Delay and defund. And default.
That is the House Republicans’ brilliant plan in their last-ditch effort to block implementation of the Affordable Care Act. It is a plan that threatens to grind the government to a halt and wreak havoc on the economy.
If they can’t take over Washington, they’ll shut it down. It’s their way or no way. All or nothing.
This is what has become of a party hijacked by zealots.
It would be tempting to blame all Republicans for this absurdity, but that would be unfair. There are still Republicans who are interested in good governance, but they’re being dragged to the nether regions of nonsensical policy making by younger, more ideological members of Congress, many from safely gerrymandered districts that form virtual echo chambers of irrationality.
The old guard has warned against the recklessness of the tactics of far-right House Republicans.
John McCain told CNN on Thursday: “In the United States Senate, we will not repeal, or defund, Obamacare. We will not. And to think we can is not rational.”Senator Richard Burr, Republican of North Carolina, said of the House Republicans’ strategy of threatening a government shutdown to force the defunding of Obamacare, “I think it’s the dumbest idea I’ve ever heard of.”Senator Jim Risch, Republican of Idaho, has said: "There isn’t anybody that thinks that Obamacare is going to get defunded. It cannot happen.” He added, “It is as impossible as anything can possibly be in Washington, D.C.”Even Karl Rove struck a rational tone in a Wall Street Journal op-ed published online Wednesday evening, saying:“Any strategy to repeal, delay or replace the law must have a credible chance of succeeding or affecting broad public opinion positively. The defunding strategy doesn’t. Going down that road would strengthen the president while alienating independents. It is an ill-conceived tactic, and Republicans should reject it.”But all those pleas seem to have fallen on deaf ears, or at least defiant ones.
On Friday, House Republicans (and two Democrats) passed a spending resolution that would cut all funding for the health care law.
This bill has no chance of passing in the Senate, but that wasn’t the point. The point was to gum up the works and to force vulnerable Democrats in heavily red states to go on record as refusing to defund the health care law.
These Republicans aren’t afraid the law will fail as much as they’re afraid that it will succeed and become part of the fabric of the collective conscience — and worst yet, be a clear legacy victory for President Obama.
There is no more bitter Tea Party loss than a perceived Obama victory. The president is the focal point of the party’s frustrations. Tea Party representatives have been sent to Washington with a singular mission: obstruct Obama.

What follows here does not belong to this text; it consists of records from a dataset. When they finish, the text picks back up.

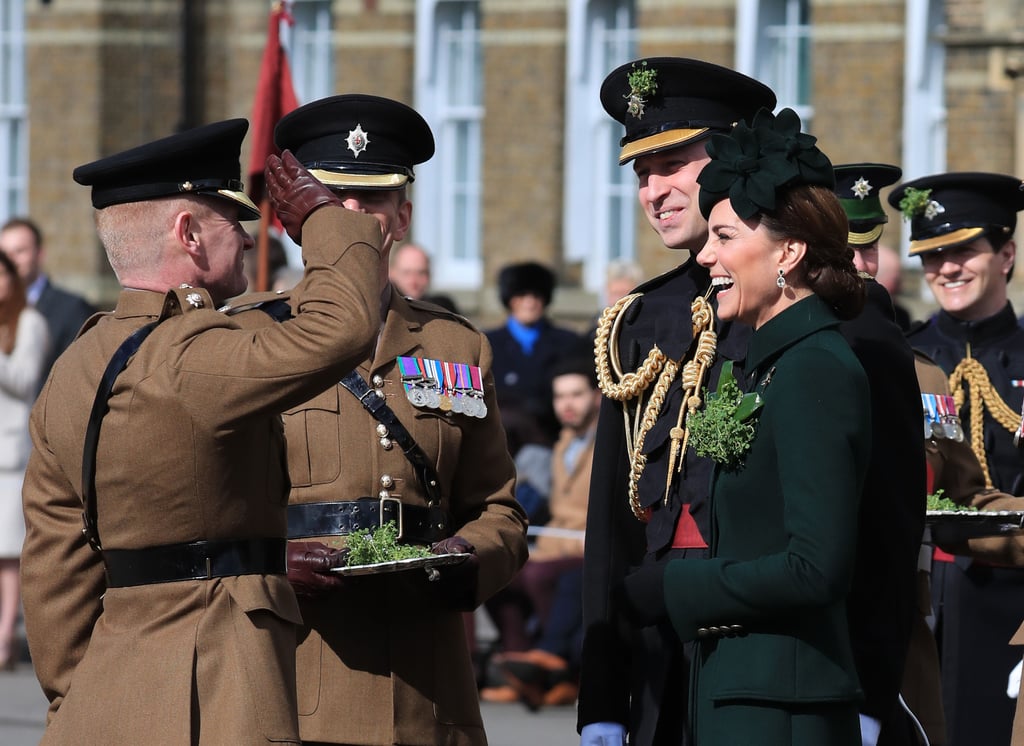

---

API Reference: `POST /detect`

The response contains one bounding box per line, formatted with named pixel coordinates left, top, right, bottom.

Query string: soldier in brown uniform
left=23, top=120, right=386, bottom=746
left=274, top=94, right=526, bottom=746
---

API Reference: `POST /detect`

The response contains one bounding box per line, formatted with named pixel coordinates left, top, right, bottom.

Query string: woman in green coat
left=625, top=109, right=870, bottom=746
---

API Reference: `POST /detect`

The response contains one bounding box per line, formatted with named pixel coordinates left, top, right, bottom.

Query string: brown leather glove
left=430, top=535, right=480, bottom=611
left=288, top=541, right=348, bottom=599
left=263, top=150, right=344, bottom=244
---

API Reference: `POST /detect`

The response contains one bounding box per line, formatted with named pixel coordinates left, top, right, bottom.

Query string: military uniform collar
left=936, top=301, right=1018, bottom=345
left=744, top=295, right=839, bottom=372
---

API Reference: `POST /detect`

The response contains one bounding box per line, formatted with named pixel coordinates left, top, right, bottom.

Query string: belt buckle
left=378, top=497, right=406, bottom=540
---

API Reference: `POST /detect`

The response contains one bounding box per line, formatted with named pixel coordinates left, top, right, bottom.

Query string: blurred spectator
left=0, top=252, right=50, bottom=670
left=485, top=262, right=587, bottom=444
left=388, top=244, right=459, bottom=313
left=0, top=218, right=96, bottom=386
left=874, top=244, right=912, bottom=332
left=502, top=408, right=551, bottom=526
left=480, top=357, right=601, bottom=709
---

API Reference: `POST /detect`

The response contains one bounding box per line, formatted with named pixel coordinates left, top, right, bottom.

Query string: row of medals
left=921, top=394, right=964, bottom=443
left=406, top=384, right=487, bottom=420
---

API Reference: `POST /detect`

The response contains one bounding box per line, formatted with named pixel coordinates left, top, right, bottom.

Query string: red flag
left=248, top=0, right=299, bottom=291
left=249, top=0, right=299, bottom=204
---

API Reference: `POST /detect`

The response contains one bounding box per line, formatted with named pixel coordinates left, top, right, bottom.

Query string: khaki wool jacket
left=22, top=207, right=380, bottom=746
left=284, top=291, right=527, bottom=746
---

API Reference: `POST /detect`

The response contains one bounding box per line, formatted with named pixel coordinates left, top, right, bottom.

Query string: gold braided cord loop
left=594, top=293, right=668, bottom=401
left=949, top=356, right=1020, bottom=487
left=594, top=289, right=718, bottom=521
left=664, top=289, right=718, bottom=506
left=629, top=360, right=679, bottom=521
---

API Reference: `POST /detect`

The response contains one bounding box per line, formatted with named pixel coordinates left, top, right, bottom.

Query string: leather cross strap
left=341, top=370, right=441, bottom=506
left=82, top=319, right=160, bottom=552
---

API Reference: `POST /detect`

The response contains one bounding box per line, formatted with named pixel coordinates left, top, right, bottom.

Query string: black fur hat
left=498, top=262, right=555, bottom=308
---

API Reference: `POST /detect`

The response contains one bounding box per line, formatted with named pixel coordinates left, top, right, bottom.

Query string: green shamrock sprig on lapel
left=686, top=360, right=764, bottom=471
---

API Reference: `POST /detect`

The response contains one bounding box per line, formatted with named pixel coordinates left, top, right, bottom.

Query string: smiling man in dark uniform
left=22, top=120, right=386, bottom=744
left=889, top=172, right=1024, bottom=746
left=274, top=94, right=526, bottom=746
left=578, top=57, right=775, bottom=746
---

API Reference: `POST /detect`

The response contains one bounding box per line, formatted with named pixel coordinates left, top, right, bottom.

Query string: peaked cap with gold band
left=836, top=163, right=903, bottom=247
left=273, top=93, right=434, bottom=189
left=73, top=119, right=259, bottom=220
left=601, top=57, right=775, bottom=166
left=889, top=172, right=1024, bottom=256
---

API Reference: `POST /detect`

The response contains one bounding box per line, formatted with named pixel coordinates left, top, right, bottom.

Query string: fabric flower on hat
left=697, top=108, right=836, bottom=220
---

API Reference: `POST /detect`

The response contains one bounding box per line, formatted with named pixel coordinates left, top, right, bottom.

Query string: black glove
left=288, top=541, right=348, bottom=599
left=618, top=562, right=669, bottom=627
left=263, top=150, right=344, bottom=244
left=430, top=536, right=480, bottom=611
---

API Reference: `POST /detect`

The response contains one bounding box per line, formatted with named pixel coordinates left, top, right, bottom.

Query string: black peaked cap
left=73, top=119, right=259, bottom=220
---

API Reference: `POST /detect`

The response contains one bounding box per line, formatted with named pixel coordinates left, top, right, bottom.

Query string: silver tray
left=331, top=552, right=469, bottom=579
left=925, top=511, right=1024, bottom=543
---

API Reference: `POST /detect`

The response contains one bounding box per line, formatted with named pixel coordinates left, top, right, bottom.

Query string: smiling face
left=195, top=200, right=255, bottom=301
left=633, top=140, right=711, bottom=252
left=697, top=200, right=810, bottom=328
left=921, top=237, right=1017, bottom=321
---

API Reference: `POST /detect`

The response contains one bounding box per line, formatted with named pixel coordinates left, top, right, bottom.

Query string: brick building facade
left=14, top=0, right=1024, bottom=323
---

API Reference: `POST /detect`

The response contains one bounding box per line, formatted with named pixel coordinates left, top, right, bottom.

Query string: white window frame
left=736, top=0, right=814, bottom=125
left=903, top=0, right=947, bottom=181
left=0, top=0, right=29, bottom=222
left=412, top=0, right=483, bottom=290
left=281, top=0, right=334, bottom=104
left=562, top=0, right=637, bottom=294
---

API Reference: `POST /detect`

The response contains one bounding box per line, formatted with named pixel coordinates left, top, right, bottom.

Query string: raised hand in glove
left=263, top=150, right=344, bottom=244
left=430, top=535, right=480, bottom=611
left=288, top=541, right=348, bottom=599
left=618, top=562, right=669, bottom=626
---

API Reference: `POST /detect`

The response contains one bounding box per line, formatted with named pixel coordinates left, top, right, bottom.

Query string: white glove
left=580, top=722, right=626, bottom=746
left=1007, top=660, right=1024, bottom=699
left=860, top=714, right=882, bottom=746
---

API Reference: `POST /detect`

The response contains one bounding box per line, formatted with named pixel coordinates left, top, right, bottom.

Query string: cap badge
left=853, top=176, right=874, bottom=200
left=899, top=186, right=946, bottom=220
left=624, top=60, right=657, bottom=119
left=347, top=124, right=370, bottom=158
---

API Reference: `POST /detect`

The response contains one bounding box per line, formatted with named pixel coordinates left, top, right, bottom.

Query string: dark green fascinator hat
left=697, top=108, right=836, bottom=220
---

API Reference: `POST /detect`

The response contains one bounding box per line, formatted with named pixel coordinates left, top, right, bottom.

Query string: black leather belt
left=288, top=497, right=449, bottom=544
left=103, top=538, right=287, bottom=588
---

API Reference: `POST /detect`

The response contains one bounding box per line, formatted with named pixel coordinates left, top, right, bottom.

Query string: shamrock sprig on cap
left=625, top=59, right=657, bottom=119
left=899, top=186, right=946, bottom=220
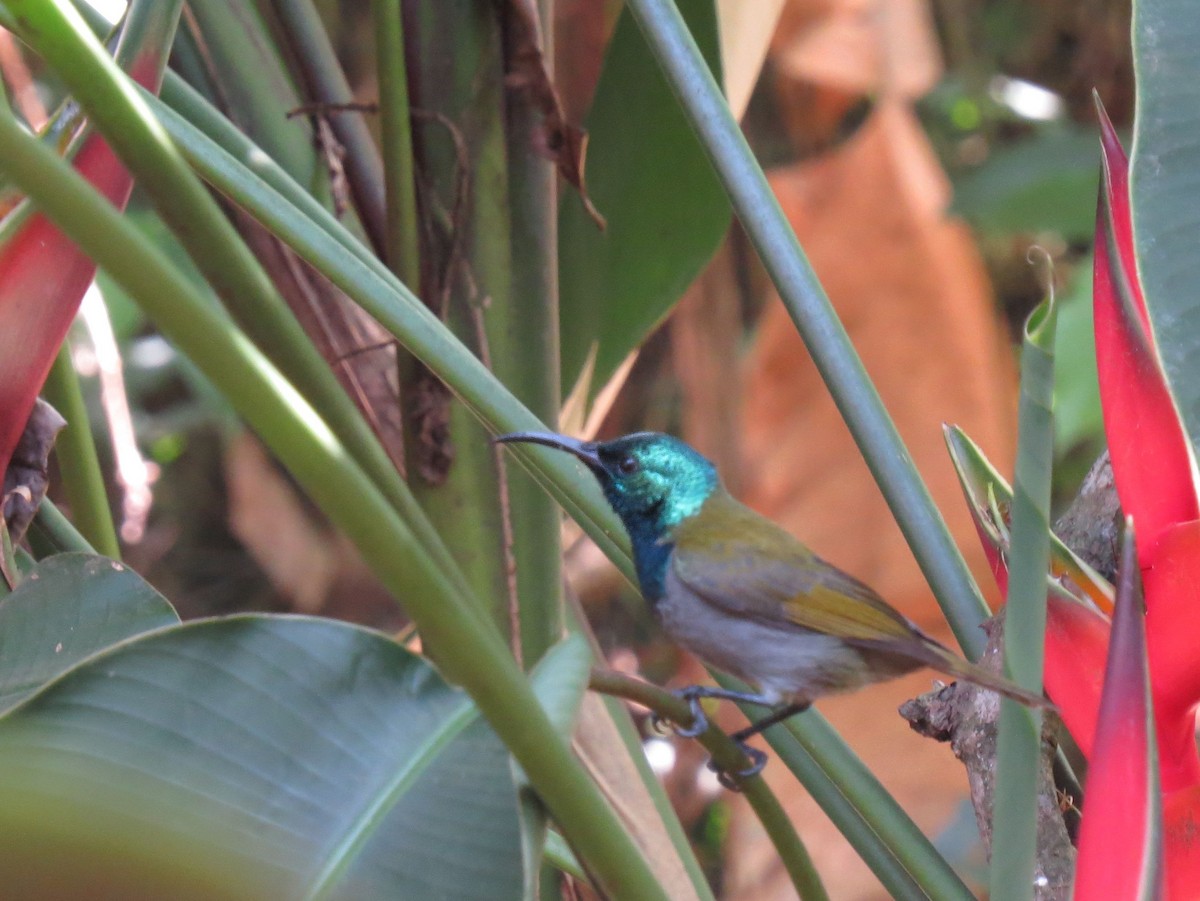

These Kamikaze members of Congress have made the House of Representative a house of horrors, where smart thinking is smothered, where rabble demand respect.
These are members of Congress from districts where the distrust of the federal government and the distaste for this president are blinding.
Some of them twist poll results to buttress their bitterness. They point to polls showing that most Americans opposed the law as fuel for their fight. What they neglect to reveal is that a sizable portion of those who opposed the law do so because they don’t think it goes far enough, not because it goes too far. A May CNN/ORC poll found that 43 percent of Americans favored the law while 54 percent opposed it. But it also found that of those polled, 16 percent opposed the law because they thought that it wasn’t liberal enough. Put another way, 59 percent of Americans support the law or want it to be more liberal.
Furthermore, a poll released this week by the Pew Research Center found that of the 53 percent of Americans who said they disapproved of the law, the percentage who want elected officials who oppose the law to try to make it work as well as possible was larger than the percentage who wanted them to try to make it fail.
The American people are not on the far right’s side in battle. House Republicans are on a quixotic mission.
Sometimes in a fight, you just have to know when your opponent has gotten the better of you, limp home and live to fight another day. But the House Republicans prefer a twisted, last-stand view: face sure defeat in a blaze of glory and be remembered for standing up for what you believe in.
If only their stance were honorable. There is no glory in this. This is petty and small. This is vindictive and vainglorious. This is what the end of seriousness looks like.